Here I am in India, flying from Delhi to Bangalore to Calcutta. I’m doing the research to update my India Business Checklists book, published in 2009 by John Wiley. I have the rights back, and plan an updated limited edition in 2013.
So, back to the flying. “Business class,” recommended a US-based friend. “It’s bad enough flying around India.”
It isn’t, at least so far. I flew Jetair, economy, from Delhi to Bangalore, and I have to say that economy in India is way better than business class in the US.
This was my experience:
Checking in was painless, and so was security. I didn’t have to remove my shoes or belt or go through x-rays or physical pat-downs; instead, a young woman ran a wand over me, and was done in a minute. I headed for my gate.
Delhi airport’s new terminal is enormous, with too few travelators.
(Click here for Delhi Airport: The Good, the Bad and the Mucked Up – my report from a year ago.)
Still, walking is good for you, so I grumpily trekked all the way to Gate 51, in the distant suburbs of the airport, passing some rather depressing airport art – life-size statues that looked like they were cast in cheap resin.
The gate had no shops nearby, but it did have a Pepsi vending machine. The same kind that spat out my rupee-notes the last time.
This time, it accepted the notes… but the packet stuck in the machine. I thumped the glass, nothing happened. Then I noticed the number to call blazoned on the top, so I pulled out my cellphone and called. Unlike last year, it was answered promptly. “I will send someone in five minutes,” they promised. I sat down to wait. Almost immediately, a small truck pulled up. (Yes, the airport is large enough that they have trucks trundling through the corridors.) Two men jumped out. One handed me the stuck package, the other checked the stacking so it wouldn’t happen again. Elapsed time, maybe 4 minutes. Kudos!
Significantly less grumpy, I boarded the flight. I had the window seat I’d requested. The middle seat was empty, and the gentleman in the aisle seat courteous. There was actual leg-room; even though the passenger in front of me had reclined his seat, I had space to move.
The flight was only a little over two hours, but they served a snack, with choices of vegetarian and non. It was catered by the Taj inflight kitchen. Given the Taj’s reputation, I expected the food to by hygienic and tasty, and I wasn’t disappointed. The flight attendants were solicitous, as though they actually wanted passengers to be pleased with the service.

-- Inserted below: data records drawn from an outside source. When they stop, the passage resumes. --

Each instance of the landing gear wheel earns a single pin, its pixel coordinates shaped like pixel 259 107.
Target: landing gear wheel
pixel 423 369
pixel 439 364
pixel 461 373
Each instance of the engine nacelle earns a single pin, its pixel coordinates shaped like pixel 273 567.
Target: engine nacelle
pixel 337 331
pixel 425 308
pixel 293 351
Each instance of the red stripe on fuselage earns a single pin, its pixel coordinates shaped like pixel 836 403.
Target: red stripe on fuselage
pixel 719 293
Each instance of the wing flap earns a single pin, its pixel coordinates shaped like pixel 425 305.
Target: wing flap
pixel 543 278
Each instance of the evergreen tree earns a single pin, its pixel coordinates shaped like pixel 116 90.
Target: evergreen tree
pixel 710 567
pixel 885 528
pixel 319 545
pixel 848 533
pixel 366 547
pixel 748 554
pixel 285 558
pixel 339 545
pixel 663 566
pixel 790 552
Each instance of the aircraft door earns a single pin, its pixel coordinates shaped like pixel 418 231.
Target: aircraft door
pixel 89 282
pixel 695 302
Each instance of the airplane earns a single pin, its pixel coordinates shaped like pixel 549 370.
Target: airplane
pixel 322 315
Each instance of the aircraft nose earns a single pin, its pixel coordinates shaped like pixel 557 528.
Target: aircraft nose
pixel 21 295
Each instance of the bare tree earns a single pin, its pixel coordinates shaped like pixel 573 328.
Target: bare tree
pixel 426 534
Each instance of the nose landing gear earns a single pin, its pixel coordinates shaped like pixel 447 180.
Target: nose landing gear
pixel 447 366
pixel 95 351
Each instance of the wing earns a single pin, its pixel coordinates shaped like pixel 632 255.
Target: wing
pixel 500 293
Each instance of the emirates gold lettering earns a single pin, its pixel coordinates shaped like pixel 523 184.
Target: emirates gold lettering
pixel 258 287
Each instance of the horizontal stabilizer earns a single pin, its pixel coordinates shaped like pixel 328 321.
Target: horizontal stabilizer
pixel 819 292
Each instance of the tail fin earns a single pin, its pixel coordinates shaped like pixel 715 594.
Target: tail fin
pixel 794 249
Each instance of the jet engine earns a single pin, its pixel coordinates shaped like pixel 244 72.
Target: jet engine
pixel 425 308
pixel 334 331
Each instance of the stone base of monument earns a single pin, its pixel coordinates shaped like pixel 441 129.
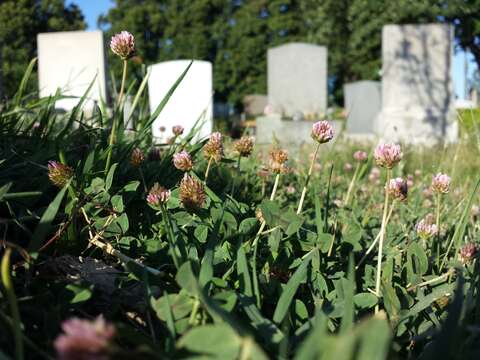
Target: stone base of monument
pixel 417 126
pixel 273 128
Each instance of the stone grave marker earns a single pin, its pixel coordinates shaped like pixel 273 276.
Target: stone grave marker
pixel 191 101
pixel 254 104
pixel 362 103
pixel 417 89
pixel 69 61
pixel 297 79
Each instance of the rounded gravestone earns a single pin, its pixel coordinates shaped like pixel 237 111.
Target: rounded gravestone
pixel 191 103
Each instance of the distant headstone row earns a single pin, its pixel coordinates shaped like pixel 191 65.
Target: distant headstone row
pixel 413 102
pixel 417 102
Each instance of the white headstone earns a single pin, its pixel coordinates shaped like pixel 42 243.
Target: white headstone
pixel 297 79
pixel 191 101
pixel 69 61
pixel 417 89
pixel 363 101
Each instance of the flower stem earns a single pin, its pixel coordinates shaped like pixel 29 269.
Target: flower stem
pixel 238 170
pixel 304 191
pixel 382 238
pixel 437 223
pixel 369 250
pixel 256 289
pixel 208 170
pixel 114 119
pixel 122 85
pixel 352 183
pixel 12 300
pixel 170 236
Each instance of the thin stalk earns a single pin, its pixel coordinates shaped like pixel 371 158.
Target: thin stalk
pixel 275 186
pixel 233 180
pixel 122 85
pixel 12 300
pixel 382 237
pixel 170 237
pixel 110 250
pixel 193 314
pixel 369 250
pixel 208 170
pixel 352 183
pixel 307 180
pixel 256 289
pixel 114 119
pixel 437 223
pixel 143 178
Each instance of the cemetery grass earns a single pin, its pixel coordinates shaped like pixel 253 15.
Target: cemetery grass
pixel 178 282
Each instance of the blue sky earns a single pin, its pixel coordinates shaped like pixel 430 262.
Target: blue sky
pixel 93 8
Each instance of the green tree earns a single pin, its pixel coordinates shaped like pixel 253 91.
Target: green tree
pixel 234 35
pixel 21 21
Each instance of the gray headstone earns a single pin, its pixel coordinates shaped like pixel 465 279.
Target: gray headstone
pixel 417 89
pixel 254 104
pixel 191 103
pixel 297 79
pixel 69 61
pixel 287 132
pixel 363 103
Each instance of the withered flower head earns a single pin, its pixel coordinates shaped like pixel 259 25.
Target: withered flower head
pixel 58 173
pixel 213 149
pixel 158 195
pixel 123 45
pixel 244 146
pixel 137 158
pixel 192 193
pixel 183 161
pixel 277 160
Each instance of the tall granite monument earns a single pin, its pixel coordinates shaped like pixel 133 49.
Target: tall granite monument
pixel 297 79
pixel 363 101
pixel 417 89
pixel 191 103
pixel 70 61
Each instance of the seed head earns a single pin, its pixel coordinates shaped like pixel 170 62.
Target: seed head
pixel 259 215
pixel 123 45
pixel 213 149
pixel 154 154
pixel 468 253
pixel 360 156
pixel 137 158
pixel 158 195
pixel 475 210
pixel 84 339
pixel 277 161
pixel 441 183
pixel 177 130
pixel 58 173
pixel 398 188
pixel 183 161
pixel 192 193
pixel 244 146
pixel 426 228
pixel 322 132
pixel 387 155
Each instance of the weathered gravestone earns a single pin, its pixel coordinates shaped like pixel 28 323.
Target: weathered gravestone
pixel 297 79
pixel 288 132
pixel 417 90
pixel 190 104
pixel 70 61
pixel 363 100
pixel 254 104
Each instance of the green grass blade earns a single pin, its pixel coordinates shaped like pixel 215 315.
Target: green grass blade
pixel 46 220
pixel 290 289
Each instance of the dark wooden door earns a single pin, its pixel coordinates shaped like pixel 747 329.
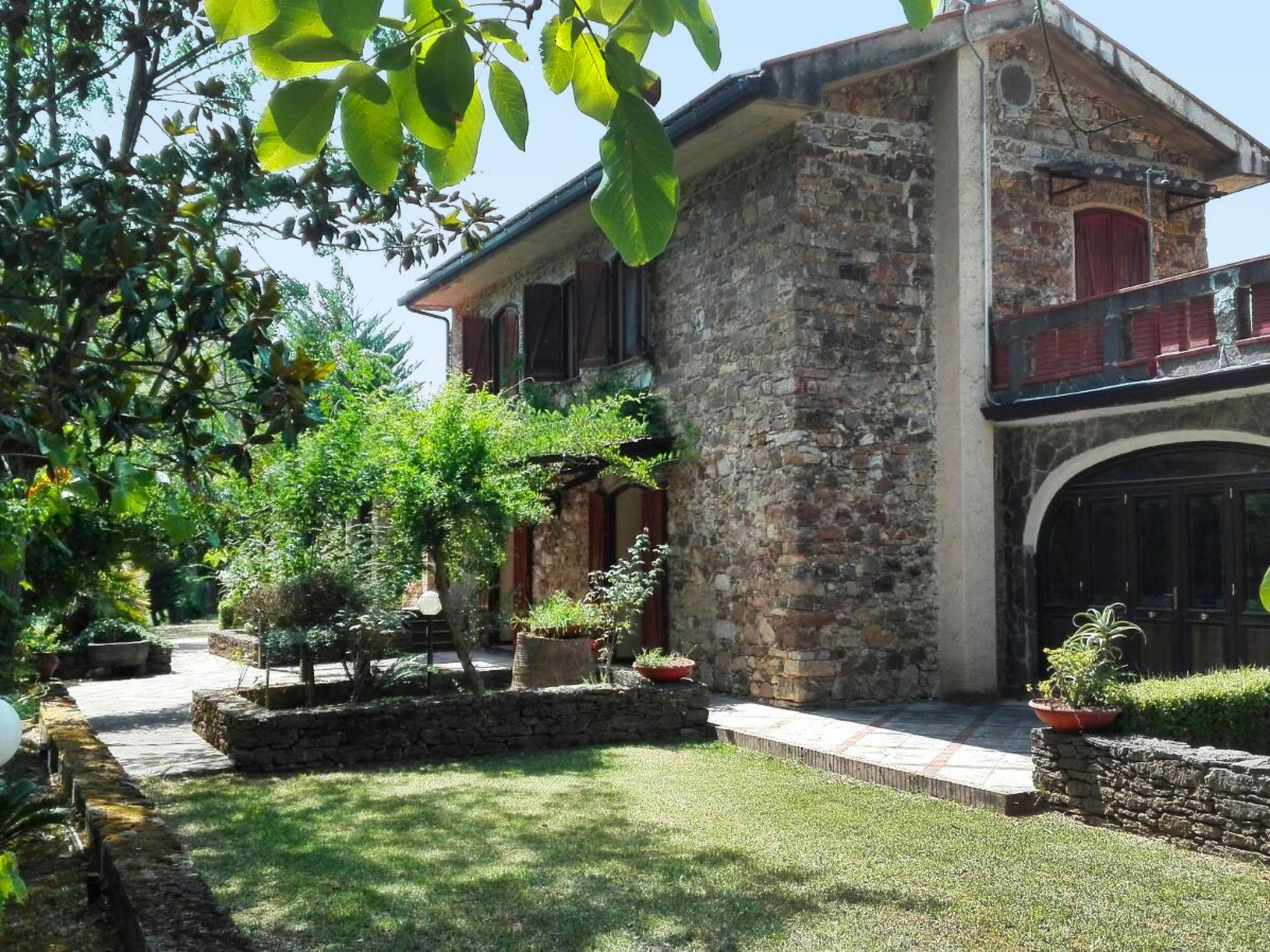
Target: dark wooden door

At Bangalore airport, they didn’t have an air-bridge, but three coaches arrived in quick succession to ferry us to the terminal. My suitcase arrived soon after I did. I was approached by a number of people going “taxi, ma’am?” but I ignored them and made my way to a taxi queue being ably managed by a young man in uniform. The taxi knew where to find my address, and 90 minutes later, I was home. (Bangalore airport seems to have been inspired by Narita or something… it’s practically in another city.)
So: I get the impression that India’s rebooted air travel to version 2.0, the better one than the current US version 3.0 that includes intrusive security, junk-food for purchase on-board, harried attendants, and overbooked flights.
Yes. Flying economy in India is way better than flying business in the US.